Peralta tried a second time to meet with the Safety Manager.  When that failed he sought counsel, who contacted Joule on January 7, 2008, requesting treatment.  On January 17, 2008, Peralta filed a workers’ compensation claim and was treated or examined by five doctors.  Eventually he received $5,000 in a workers’ compensation award.

Peralta was medically cleared to return to work commencing January 24, 2008.  However, he never received any further work assignments from Joule.  Thereafter he sued in civil court contending that he was terminated in retaliation for filing a workers’ compensation claim.  He also alleged a violation of the New Jersey Law Against Discrimination.  Joule countered that it did not terminate Peralta’s employment.  Rather, he received no more assignments because of a downturn in the economy.

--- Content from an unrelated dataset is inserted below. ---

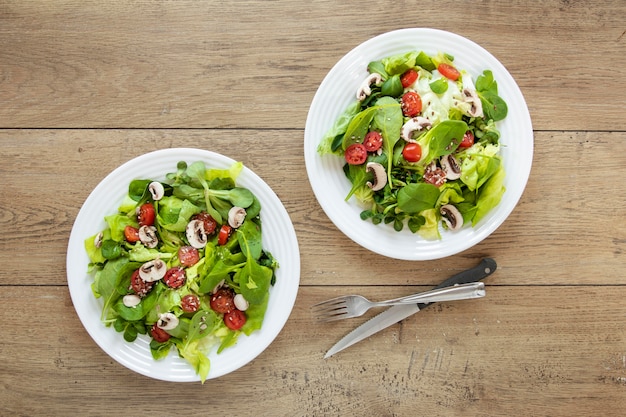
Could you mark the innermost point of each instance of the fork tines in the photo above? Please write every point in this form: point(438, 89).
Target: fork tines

The trial court granted summary judgment to Joule and Peralta appealed.  First, the Appellate Division held that retaliation claims in workers’ compensation should be analyzed under the “burden shifting” approach of McDonnell Douglas Corporation v. Green, 411 U.S. 792, 93 S. Ct. 1817, (1973).  The Court said that Peralta must prove that he made a claim for workers’ compensation benefits and was discharged in retaliation for making that claim.  The Court said that under McDonnell Douglas, once Peralta establishes a prima facie case, there is a presumption of retaliation.  The burden then shifts to the employer to rebut the presumption by offering a legitimate reason for its treatment of the employee.  The Court said, “Although the reported cases under the WCA (Workers’ Compensation Act) do not specifically refer to the McDonnell Douglas burden-shifting framework, the logical underpinnings of the WCA’s antidiscrimination provisions make it sensible to apply such an evidential framework to WCA-based retaliation claims.”

 Using this approach, Peralta argued he made out a prima facie case because he was injured, filed a compensation claim, and thereafter never got any more work assignments.  That shifted the evidentiary burden to Joule.  The Court ruled thatJoulesuccessfully rebutted Peralta’s proofs by showing that it had a legitimate, non-discriminatory reason for not sending Peralta more assignments.  The company reduced its business during the recession years and eventually closed thePassaic,New Jerseyoffice where Peralta had worked.

In addition, the mere fact that plaintiff failed to receive more work assignments after his injury at CDS and the filing of his compensation claim does not furnish a sufficient basis to infer that unlawful discrimination or retaliation occurred.  Temporal proximity alone is generally insufficient to support an inference of a causal connection as part of a prima facie case of discrimination, unless the timing at issue is ‘unusually suggestive.’

The Court said that Peralta had not been able to rebut the legitimate reason offered by Joule for not sending Peralta back to CDS or giving him further assignments.  Therefore, the Court affirmed the dismissal of Peralta’s case.